Industry groups are complaining that today's Digital Britain report will fail to stamp out file-sharing piracy, sets unimpressive broadband goals and is unlikely to meet its infrastructure targets.
The British Video Assocation (BVA), which represents publishers and distributors of video home entertainment, believes that the framework for sending warning notices is unlikely to be successful.
BVA Director General Lavinia Carey said, "The 2009 Digital Entertainment Survey published last week, indicates that simply sending warning letters would deter less than a third of those who illegally file-share."
Pirates continue to sail the online seas
"This means the government is set to fall short of its target to reduce online copyright theft by 70-80 per cent in two to three years. If the government is serious about meeting that target it must take effective action now."
However, BVA supports Digital Britain's recommendation that ISPs are used to police piracy. Carey said, "By working together with content providers, ISPs will make it harder for persistent file sharers to operate without rights owners resorting to immediate legal action."

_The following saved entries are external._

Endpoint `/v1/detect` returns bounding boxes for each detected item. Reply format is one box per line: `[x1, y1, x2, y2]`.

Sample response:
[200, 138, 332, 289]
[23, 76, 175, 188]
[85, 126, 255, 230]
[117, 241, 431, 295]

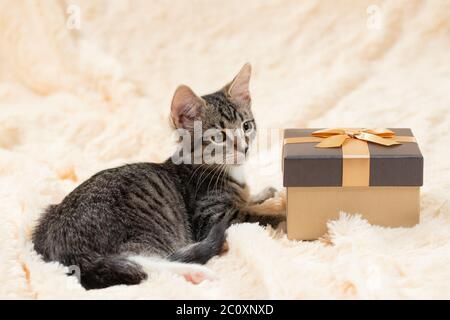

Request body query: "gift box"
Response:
[283, 128, 423, 240]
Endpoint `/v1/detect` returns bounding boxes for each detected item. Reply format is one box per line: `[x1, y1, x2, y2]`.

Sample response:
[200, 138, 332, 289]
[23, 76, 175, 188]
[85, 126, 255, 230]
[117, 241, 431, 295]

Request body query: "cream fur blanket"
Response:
[1, 0, 449, 299]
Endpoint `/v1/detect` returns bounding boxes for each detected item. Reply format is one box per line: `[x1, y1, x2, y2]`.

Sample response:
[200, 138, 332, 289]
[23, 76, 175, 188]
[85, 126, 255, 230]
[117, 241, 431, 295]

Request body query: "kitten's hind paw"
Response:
[183, 271, 209, 284]
[182, 265, 215, 284]
[128, 256, 216, 284]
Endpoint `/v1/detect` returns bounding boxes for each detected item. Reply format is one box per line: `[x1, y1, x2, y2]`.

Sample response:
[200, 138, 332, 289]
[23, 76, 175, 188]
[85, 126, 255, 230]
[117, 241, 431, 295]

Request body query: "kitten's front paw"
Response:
[262, 186, 277, 199]
[252, 187, 277, 204]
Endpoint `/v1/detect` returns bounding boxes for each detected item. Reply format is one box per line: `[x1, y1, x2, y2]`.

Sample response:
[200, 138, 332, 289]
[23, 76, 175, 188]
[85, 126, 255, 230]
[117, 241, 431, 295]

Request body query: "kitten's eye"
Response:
[210, 131, 226, 144]
[242, 121, 254, 134]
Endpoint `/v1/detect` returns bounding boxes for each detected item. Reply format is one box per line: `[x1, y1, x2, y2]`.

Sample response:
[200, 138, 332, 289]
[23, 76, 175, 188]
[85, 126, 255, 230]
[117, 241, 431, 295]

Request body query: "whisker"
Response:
[188, 163, 207, 185]
[194, 165, 219, 198]
[211, 164, 226, 194]
[193, 166, 210, 196]
[217, 164, 228, 192]
[206, 165, 222, 194]
[220, 166, 230, 193]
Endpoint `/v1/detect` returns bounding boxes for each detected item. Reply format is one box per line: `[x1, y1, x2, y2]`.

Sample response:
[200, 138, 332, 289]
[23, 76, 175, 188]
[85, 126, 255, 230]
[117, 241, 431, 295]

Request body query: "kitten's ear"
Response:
[225, 63, 252, 106]
[170, 85, 204, 129]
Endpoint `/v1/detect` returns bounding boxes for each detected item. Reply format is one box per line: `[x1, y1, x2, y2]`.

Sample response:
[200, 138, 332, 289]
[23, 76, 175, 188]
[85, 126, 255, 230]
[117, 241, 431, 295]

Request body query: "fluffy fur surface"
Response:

BroadbandChoices.co.uk, a company offering comparative advice on broadband deals, also chimed in. Product director Michael Phillips said, "A 2Mb commitment is a pretty underwhelming aspiration given the rest of Europe already experiences over 6Mb as an average. If this is a headline speed then experience would indicate that many recipients will actually get only a fraction of this."
He also noted that, "The Government's target to hit UK-wide 2Mb broadband coverage for all by 2012 is a very tall order. Updating and implementing the necessary mobile and fixed line infrastructure in three years will require a massive coordinated effort."